Use the Vincenty formula instead of Haversine for higher accuracy distance calculations on ellipsoidal Earth models. Implement rolling aggregation windows to track weekly and monthly distance trends in mileage logs. Store all distances in a canonical unit internally and convert only for display to avoid rounding accumulation.

When to Use It?

Use Cases

Convert route distances between miles and kilometers for international travel planning. Calculate total route distance from a series of GPS waypoints using coordinate geometry. Track vehicle mileage by category for expense reporting and tax deduction records.

Related Topics

Distance conversion, unit systems, GPS calculations, mileage tracking, pace computation, geospatial distance, and Haversine formula.

Important Notes

Requirements

Python math module for trigonometric calculations. Coordinate data for route distance computations. No external API dependencies for core conversion logic.

Usage Recommendations

Do: use consistent internal units for storage and convert only at display time. Validate coordinate inputs to ensure latitude and longitude values are within valid ranges. Round conversion results appropriately for the target use case precision.

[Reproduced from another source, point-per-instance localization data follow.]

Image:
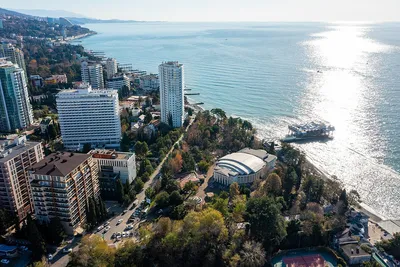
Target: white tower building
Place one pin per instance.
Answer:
(89, 116)
(171, 76)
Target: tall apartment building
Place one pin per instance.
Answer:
(113, 165)
(111, 67)
(118, 81)
(89, 116)
(13, 54)
(92, 74)
(16, 157)
(62, 184)
(172, 82)
(15, 108)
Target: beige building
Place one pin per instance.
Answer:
(62, 184)
(16, 157)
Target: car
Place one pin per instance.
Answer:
(67, 250)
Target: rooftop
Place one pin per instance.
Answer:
(59, 164)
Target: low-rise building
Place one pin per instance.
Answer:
(62, 184)
(56, 79)
(16, 157)
(244, 166)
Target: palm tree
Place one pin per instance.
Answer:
(252, 254)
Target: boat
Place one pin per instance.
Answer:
(310, 131)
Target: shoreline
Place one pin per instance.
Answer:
(374, 216)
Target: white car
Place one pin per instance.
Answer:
(67, 250)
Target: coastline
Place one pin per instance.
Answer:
(324, 175)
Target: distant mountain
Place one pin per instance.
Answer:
(49, 13)
(12, 13)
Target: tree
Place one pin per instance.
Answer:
(36, 239)
(263, 213)
(141, 149)
(252, 254)
(139, 185)
(273, 184)
(119, 192)
(234, 190)
(86, 147)
(162, 199)
(93, 251)
(175, 198)
(125, 143)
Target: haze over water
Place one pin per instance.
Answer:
(268, 73)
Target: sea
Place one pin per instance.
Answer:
(276, 74)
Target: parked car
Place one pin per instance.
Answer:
(67, 250)
(5, 261)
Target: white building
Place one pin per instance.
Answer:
(92, 74)
(111, 67)
(244, 166)
(122, 163)
(149, 82)
(171, 93)
(89, 116)
(15, 108)
(118, 81)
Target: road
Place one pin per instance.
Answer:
(61, 260)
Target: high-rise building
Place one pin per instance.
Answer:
(172, 82)
(111, 67)
(16, 157)
(92, 74)
(15, 108)
(62, 184)
(112, 166)
(13, 54)
(89, 116)
(118, 81)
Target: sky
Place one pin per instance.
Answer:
(223, 10)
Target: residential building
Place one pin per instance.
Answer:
(92, 74)
(13, 54)
(171, 93)
(62, 184)
(15, 108)
(16, 157)
(89, 116)
(111, 67)
(118, 81)
(56, 79)
(112, 166)
(36, 81)
(244, 166)
(149, 82)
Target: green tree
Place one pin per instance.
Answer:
(175, 198)
(119, 192)
(162, 199)
(263, 213)
(86, 147)
(139, 185)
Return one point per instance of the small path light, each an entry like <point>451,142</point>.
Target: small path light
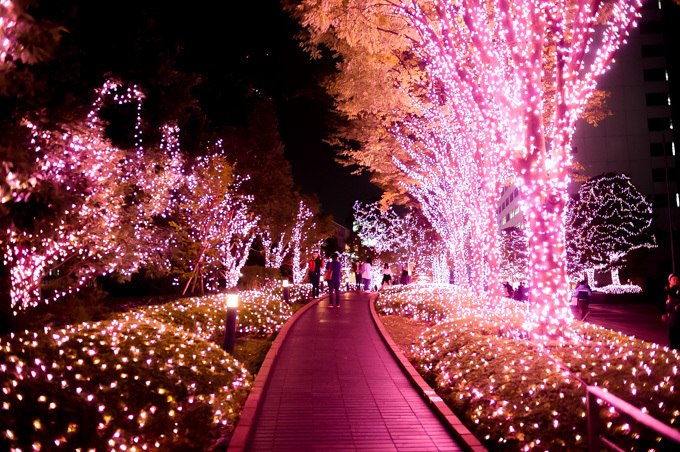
<point>230,329</point>
<point>286,291</point>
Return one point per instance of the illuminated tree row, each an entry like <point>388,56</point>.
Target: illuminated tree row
<point>215,225</point>
<point>405,239</point>
<point>109,198</point>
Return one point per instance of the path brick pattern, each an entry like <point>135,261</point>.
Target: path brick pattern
<point>335,386</point>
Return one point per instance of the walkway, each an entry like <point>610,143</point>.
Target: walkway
<point>335,386</point>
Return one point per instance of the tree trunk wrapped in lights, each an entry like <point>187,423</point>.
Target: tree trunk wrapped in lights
<point>104,221</point>
<point>215,227</point>
<point>609,219</point>
<point>522,71</point>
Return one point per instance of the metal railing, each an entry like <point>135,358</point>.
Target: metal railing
<point>596,441</point>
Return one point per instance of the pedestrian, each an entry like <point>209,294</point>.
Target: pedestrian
<point>357,274</point>
<point>387,276</point>
<point>314,272</point>
<point>582,294</point>
<point>327,274</point>
<point>672,307</point>
<point>404,275</point>
<point>519,293</point>
<point>508,289</point>
<point>366,270</point>
<point>335,269</point>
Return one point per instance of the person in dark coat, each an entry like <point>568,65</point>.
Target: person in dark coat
<point>314,271</point>
<point>334,283</point>
<point>672,308</point>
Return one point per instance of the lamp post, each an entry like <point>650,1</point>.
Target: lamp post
<point>286,291</point>
<point>230,329</point>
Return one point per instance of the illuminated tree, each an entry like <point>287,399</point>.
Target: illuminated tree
<point>520,73</point>
<point>609,219</point>
<point>110,199</point>
<point>215,226</point>
<point>407,238</point>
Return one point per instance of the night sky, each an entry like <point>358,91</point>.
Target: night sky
<point>233,47</point>
<point>252,43</point>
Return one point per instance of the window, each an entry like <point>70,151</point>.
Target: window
<point>655,75</point>
<point>654,99</point>
<point>660,201</point>
<point>650,27</point>
<point>653,51</point>
<point>658,124</point>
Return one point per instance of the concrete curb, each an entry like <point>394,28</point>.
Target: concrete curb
<point>443,412</point>
<point>239,439</point>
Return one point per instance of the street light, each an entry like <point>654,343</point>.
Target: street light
<point>230,329</point>
<point>286,291</point>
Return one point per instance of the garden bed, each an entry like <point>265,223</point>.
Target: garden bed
<point>154,378</point>
<point>516,393</point>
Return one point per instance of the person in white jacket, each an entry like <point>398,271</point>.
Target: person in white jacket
<point>366,270</point>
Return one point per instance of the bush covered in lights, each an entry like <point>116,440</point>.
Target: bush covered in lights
<point>133,383</point>
<point>150,379</point>
<point>516,390</point>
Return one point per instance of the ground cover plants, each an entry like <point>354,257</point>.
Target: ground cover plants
<point>518,393</point>
<point>154,378</point>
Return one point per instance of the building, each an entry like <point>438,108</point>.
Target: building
<point>633,141</point>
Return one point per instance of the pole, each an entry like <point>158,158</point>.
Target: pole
<point>230,327</point>
<point>668,197</point>
<point>230,331</point>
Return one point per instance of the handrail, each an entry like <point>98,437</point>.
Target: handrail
<point>596,441</point>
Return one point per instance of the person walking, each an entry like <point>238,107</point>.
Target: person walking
<point>582,294</point>
<point>672,308</point>
<point>357,275</point>
<point>334,282</point>
<point>366,270</point>
<point>387,276</point>
<point>404,275</point>
<point>314,272</point>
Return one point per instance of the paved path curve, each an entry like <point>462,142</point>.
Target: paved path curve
<point>335,386</point>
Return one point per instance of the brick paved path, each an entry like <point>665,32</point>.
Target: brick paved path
<point>335,386</point>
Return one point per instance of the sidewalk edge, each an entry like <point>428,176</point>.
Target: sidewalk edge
<point>239,439</point>
<point>469,442</point>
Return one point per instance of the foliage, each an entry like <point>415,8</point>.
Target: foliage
<point>109,201</point>
<point>152,378</point>
<point>65,389</point>
<point>215,226</point>
<point>474,95</point>
<point>607,220</point>
<point>518,393</point>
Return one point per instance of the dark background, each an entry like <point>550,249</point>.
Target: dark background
<point>240,51</point>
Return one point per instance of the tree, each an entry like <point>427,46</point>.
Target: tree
<point>608,219</point>
<point>401,238</point>
<point>215,227</point>
<point>519,73</point>
<point>109,200</point>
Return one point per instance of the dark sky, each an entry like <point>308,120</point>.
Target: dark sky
<point>291,78</point>
<point>230,44</point>
<point>256,39</point>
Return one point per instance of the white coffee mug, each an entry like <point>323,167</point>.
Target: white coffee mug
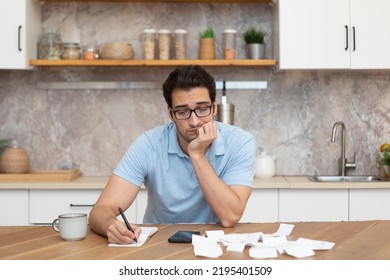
<point>72,226</point>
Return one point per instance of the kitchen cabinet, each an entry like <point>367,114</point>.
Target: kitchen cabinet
<point>332,34</point>
<point>262,207</point>
<point>313,205</point>
<point>13,207</point>
<point>20,26</point>
<point>369,204</point>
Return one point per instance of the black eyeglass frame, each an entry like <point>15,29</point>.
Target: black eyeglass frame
<point>193,111</point>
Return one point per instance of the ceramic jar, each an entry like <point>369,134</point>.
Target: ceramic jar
<point>265,166</point>
<point>15,159</point>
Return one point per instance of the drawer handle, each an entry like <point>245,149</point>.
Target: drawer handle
<point>81,205</point>
<point>19,28</point>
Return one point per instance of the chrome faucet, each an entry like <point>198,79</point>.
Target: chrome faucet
<point>343,162</point>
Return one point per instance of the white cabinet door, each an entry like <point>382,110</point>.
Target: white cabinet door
<point>20,26</point>
<point>262,206</point>
<point>46,205</point>
<point>13,207</point>
<point>313,205</point>
<point>369,204</point>
<point>332,34</point>
<point>371,21</point>
<point>311,34</point>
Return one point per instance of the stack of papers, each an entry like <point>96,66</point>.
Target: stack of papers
<point>146,233</point>
<point>261,245</point>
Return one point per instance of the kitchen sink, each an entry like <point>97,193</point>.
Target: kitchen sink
<point>373,178</point>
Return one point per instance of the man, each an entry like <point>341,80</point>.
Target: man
<point>195,170</point>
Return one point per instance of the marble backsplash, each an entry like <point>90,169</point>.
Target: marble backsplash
<point>291,119</point>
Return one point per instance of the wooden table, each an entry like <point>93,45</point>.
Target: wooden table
<point>368,240</point>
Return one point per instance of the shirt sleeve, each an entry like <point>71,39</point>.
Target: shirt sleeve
<point>240,168</point>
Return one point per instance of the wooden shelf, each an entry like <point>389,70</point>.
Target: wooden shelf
<point>167,1</point>
<point>158,63</point>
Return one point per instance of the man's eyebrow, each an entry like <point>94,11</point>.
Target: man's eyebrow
<point>197,103</point>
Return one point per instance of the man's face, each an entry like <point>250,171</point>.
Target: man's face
<point>182,102</point>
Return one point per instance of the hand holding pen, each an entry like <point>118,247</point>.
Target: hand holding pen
<point>126,222</point>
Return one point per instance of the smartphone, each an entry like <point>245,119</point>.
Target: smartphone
<point>183,236</point>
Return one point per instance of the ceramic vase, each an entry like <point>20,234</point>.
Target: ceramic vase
<point>207,48</point>
<point>256,51</point>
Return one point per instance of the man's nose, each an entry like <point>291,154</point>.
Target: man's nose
<point>194,119</point>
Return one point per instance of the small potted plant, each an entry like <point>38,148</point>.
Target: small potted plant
<point>255,42</point>
<point>207,44</point>
<point>384,159</point>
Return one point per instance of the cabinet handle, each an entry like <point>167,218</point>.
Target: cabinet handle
<point>81,205</point>
<point>19,28</point>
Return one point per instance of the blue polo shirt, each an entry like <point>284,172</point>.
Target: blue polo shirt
<point>156,160</point>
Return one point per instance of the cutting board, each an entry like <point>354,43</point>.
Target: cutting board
<point>42,176</point>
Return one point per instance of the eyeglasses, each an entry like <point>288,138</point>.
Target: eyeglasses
<point>199,112</point>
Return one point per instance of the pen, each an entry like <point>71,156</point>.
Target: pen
<point>126,222</point>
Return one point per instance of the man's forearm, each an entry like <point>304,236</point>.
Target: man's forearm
<point>100,218</point>
<point>225,202</point>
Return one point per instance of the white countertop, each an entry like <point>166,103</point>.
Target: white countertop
<point>278,182</point>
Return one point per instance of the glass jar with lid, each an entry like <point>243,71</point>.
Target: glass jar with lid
<point>180,43</point>
<point>91,53</point>
<point>164,43</point>
<point>71,51</point>
<point>50,46</point>
<point>149,43</point>
<point>229,44</point>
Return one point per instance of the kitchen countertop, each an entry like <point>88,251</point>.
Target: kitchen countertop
<point>278,182</point>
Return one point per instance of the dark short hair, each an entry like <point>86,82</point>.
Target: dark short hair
<point>188,77</point>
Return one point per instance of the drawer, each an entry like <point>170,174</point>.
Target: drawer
<point>46,205</point>
<point>13,207</point>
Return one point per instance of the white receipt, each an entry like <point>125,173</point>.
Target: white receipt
<point>283,230</point>
<point>263,252</point>
<point>146,233</point>
<point>206,247</point>
<point>315,244</point>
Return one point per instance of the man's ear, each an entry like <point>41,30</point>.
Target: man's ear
<point>215,108</point>
<point>170,113</point>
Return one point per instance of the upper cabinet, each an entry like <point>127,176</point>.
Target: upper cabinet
<point>20,26</point>
<point>332,34</point>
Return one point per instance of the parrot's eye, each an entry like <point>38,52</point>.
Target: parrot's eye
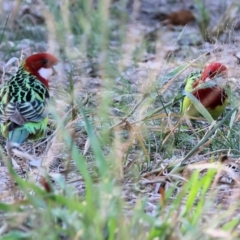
<point>44,61</point>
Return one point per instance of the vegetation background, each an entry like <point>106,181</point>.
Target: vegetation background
<point>111,164</point>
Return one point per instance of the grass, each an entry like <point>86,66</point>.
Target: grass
<point>120,137</point>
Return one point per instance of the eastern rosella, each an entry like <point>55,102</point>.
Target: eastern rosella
<point>214,98</point>
<point>23,100</point>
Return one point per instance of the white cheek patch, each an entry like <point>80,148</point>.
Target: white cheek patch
<point>45,72</point>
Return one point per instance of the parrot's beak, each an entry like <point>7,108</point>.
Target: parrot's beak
<point>54,72</point>
<point>221,79</point>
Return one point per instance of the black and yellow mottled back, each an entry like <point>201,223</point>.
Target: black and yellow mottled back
<point>22,103</point>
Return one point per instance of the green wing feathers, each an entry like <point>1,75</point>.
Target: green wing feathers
<point>23,107</point>
<point>188,87</point>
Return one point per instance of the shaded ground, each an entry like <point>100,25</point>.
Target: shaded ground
<point>166,48</point>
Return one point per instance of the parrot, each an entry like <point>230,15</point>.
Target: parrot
<point>214,98</point>
<point>23,100</point>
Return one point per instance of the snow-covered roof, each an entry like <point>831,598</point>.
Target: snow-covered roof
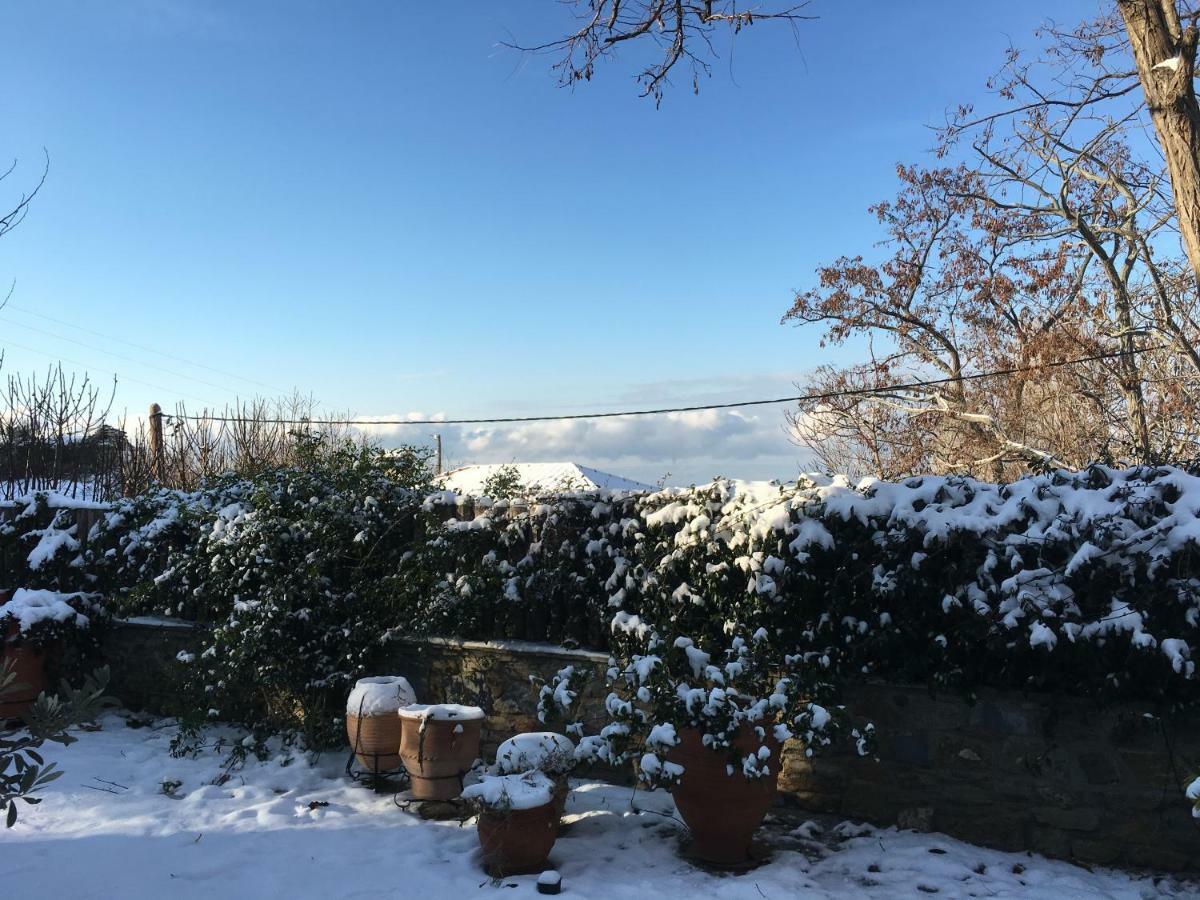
<point>540,477</point>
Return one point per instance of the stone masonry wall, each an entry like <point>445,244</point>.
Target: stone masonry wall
<point>1057,775</point>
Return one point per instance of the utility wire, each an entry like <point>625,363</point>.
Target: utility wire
<point>663,411</point>
<point>118,376</point>
<point>172,357</point>
<point>121,357</point>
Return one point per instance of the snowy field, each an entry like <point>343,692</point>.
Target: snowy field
<point>106,829</point>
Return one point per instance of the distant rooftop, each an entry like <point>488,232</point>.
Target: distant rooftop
<point>540,477</point>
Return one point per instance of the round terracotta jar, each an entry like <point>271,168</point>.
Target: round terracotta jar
<point>721,810</point>
<point>517,822</point>
<point>372,725</point>
<point>546,751</point>
<point>28,664</point>
<point>438,744</point>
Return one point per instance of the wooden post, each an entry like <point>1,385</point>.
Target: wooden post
<point>157,455</point>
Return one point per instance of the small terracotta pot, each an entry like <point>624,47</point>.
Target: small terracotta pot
<point>375,735</point>
<point>517,841</point>
<point>438,748</point>
<point>723,811</point>
<point>29,665</point>
<point>375,741</point>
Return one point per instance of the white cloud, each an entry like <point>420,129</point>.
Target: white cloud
<point>693,447</point>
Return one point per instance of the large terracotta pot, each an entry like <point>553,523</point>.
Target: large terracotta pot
<point>372,724</point>
<point>29,665</point>
<point>517,841</point>
<point>438,745</point>
<point>723,811</point>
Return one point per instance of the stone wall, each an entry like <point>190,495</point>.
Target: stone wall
<point>1057,775</point>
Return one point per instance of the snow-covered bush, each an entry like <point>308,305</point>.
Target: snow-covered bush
<point>41,545</point>
<point>43,618</point>
<point>1086,580</point>
<point>283,568</point>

Don't: chain multiple unit conversions that accumulate rounding errors. Use flat Earth distance formulas for distances over a few kilometers since curvature matters. Mix imperial and metric units in calculations without explicit conversion steps.

Limitations

Haversine formula assumes a spherical Earth which introduces minor errors for precise surveying applications. GPS coordinate accuracy limits the precision of calculated route distances. Unit conversion precision depends on floating-point arithmetic limitations.